Tuition at four-year public colleges has risen, on average, by 29% just since the 2007-8 school year. In six states, including California, increases top 60%.

These are only recent increases. States and their public higher education institutions began shifting costs to students well before the recession. Real dollar increases were, in fact, bigger three decades ago. But each before and since builds on all that came before.

As you may have read, Senator and Presidential-candidate Bernie Sanders has proposed a pair of bills that would, among other things, provide states with a large financial incentive to eliminate undergraduate tuition and fees at their public colleges and universities.

The Washington Post‘s Wonkblog wasted on time in telling us that the “free college” plan wouldn’t work. Others, including several Post columnists, argued against it for other reasons, e.g., diminished quality, unwarranted entitlement for high-income families.

Still others have argued — and for some time now — that the cost crunches universities face are of their own making. Administrative bloat, inordinate spending on athletics, reluctance to embrace technological substitutes for the traditional classroom model, etc.

I don’t want to wade into that thicket here. My point is simply that something should be done to again make higher education affordable for lower-income students and their families.

It wouldn’t reduce income inequality because that’s a function of how our system distributes the income our economy generates. It surely could increase economic mobility, however, especially for people born at the bottom of the income scale.

There’s “stickiness” at both ends, the research shows. But college graduates were more than five times as likely to move up from the bottom fifth than those without the degree.

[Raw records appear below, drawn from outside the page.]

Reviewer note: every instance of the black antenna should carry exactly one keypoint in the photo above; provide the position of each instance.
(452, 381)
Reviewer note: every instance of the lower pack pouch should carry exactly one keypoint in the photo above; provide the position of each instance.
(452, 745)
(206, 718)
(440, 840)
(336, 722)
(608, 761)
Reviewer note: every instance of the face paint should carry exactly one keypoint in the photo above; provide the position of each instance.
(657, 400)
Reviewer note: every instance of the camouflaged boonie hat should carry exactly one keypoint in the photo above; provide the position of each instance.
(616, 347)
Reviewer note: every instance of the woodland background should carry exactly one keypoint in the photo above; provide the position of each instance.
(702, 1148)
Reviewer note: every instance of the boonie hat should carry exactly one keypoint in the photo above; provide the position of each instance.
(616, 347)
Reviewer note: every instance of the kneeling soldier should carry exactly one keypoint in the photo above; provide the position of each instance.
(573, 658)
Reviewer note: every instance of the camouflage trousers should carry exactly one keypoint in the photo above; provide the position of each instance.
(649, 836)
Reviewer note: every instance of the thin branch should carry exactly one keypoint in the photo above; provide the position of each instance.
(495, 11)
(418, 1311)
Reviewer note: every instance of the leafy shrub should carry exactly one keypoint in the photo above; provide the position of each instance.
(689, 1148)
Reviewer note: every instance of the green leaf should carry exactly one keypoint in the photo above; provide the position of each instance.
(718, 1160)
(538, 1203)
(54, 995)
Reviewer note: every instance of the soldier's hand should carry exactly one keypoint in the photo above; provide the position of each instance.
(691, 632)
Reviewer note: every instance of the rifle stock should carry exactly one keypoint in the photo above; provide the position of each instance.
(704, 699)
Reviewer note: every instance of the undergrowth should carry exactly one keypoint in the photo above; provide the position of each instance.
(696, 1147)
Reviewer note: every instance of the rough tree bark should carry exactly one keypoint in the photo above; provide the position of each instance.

We’d still need to invest more — and smartly — in lower-level education and other programs that help level the playing field for children who don’t have the advantages that partly account for my nieces’ academic successes, e.g., ample, healthful food, decent, stable housing, safe neighborhoods, parents with the time, interest and education to read to them, help with homework, take them to interesting places, etc.

But children without these advantages have long graduated from high school with a sound foundation for further education. And they’ve gone on to graduate from public colleges and universities — some with flying colors and without the career-limiting debt burdens too many now face.

We’ve never had genuine equal educational opportunity in this country. We know a good bit about how to expand it. And in some ways, we are. But we need, among other things, to reverse the regression by restoring free — or near-free — public higher education.

This would not only comport with our widely-shared vision of the American dream. It would produce a high return on our tax dollar investment. We’d have a larger, more diverse bank of human capital. We need that, we’re told, to drive economic growth.

But we also need well-educated people free to follow their passion for social justice by providing services and advocacy for poor and near-poor people who, for various reasons, won’t have a college degree — and for their children, who might if we care to make that possible.